The Defense Department tapped Doug Beck as the new director of the Defense Innovation Unit (DIU) on Tuesday. Beck will replace Mike Madsen, who served as acting director since last September.
With the new director will also come a change in the leadership structure at the unit.
In a memo Tuesday addressed to Pentagon leadership, Defense Secretary Lloyd Austin said DIU’s reporting and management structure would be updated. Under the realignment, the DIU director will report directly to the Secretary of Defense.
“DIU will continue to focus on accelerating promising technologies in critical areas consistent with the national defense strategy. The DIU director shall serve as a leader inside the department to catalyze engagement and investment into private sector communities where commercial technology can be adapted and applied to meet our warfighters requirements,” Austin said in the memo.
With offices in Silicon Valley, Boston, Austin and at the Pentagon, DIU partners with organizations to foster innovation with private industry for military applications.
Beck currently serves as vice president of Apple in charge of worldwide education, health, and government. He brings a resume of military, government and private sector experience to the DIU as the unit works to establish fast track production of defense-related technology and strengthen the ties between the Pentagon and Silicon Valley.
Beck began working at Apple in 2009, and before that at the Charles Schwab Corp. and as a partner at McKinsey & Company. He is an officer in the Navy reserves and served in Iraq and Afghanistan with a joint special operations task force. Beck serves on the Chief of Naval Operations executive panel, and as a member of the Council on Foreign Relations. He has served in a variety of both formal and informal advisory positions with DoD.

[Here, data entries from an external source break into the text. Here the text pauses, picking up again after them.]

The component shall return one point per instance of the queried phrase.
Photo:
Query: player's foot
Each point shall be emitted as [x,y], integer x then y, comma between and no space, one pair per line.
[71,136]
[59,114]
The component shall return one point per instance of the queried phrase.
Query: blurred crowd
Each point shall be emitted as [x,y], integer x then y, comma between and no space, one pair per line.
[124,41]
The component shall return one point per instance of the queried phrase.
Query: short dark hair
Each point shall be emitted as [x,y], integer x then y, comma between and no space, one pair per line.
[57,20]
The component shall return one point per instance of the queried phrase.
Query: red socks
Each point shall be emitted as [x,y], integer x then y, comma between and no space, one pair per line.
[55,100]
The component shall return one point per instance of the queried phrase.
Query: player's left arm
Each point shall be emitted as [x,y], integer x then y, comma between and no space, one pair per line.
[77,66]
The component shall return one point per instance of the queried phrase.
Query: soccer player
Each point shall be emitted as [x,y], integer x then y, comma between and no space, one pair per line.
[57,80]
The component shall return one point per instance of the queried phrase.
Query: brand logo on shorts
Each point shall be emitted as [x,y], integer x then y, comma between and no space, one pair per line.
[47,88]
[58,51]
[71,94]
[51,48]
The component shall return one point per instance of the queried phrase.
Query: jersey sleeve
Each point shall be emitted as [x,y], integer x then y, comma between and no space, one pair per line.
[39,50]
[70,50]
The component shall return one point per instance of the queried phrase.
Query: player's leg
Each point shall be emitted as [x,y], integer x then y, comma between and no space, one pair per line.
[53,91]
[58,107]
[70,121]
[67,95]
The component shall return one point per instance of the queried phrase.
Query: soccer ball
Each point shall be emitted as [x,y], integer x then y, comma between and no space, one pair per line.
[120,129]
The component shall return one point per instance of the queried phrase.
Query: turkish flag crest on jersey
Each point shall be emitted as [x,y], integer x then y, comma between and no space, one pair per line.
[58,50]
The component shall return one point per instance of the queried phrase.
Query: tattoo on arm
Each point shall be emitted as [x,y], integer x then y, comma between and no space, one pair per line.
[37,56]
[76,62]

DoD started DIU in 2015 with the goal of developing and scaling commercial technology for military use. It partners with organizations across DoD too build prototypes and develop dual-use capabilities. After projects reach completion, successful prototypes can transition to follow-on production like other transaction agreements or Federal Acquisition Regulation (FAR)-based contracts.
DIU draws together Defense agencies and commercial partners with venture capital to bring new technology into production. It uses other transaction authority to speed the process of getting new technology prototypes built for military purposes. Last year, those awards reached over $1 billion. That included 17 transitions from development to production, more than doubling the eight transitions the unit shepherded through in fiscal 2021.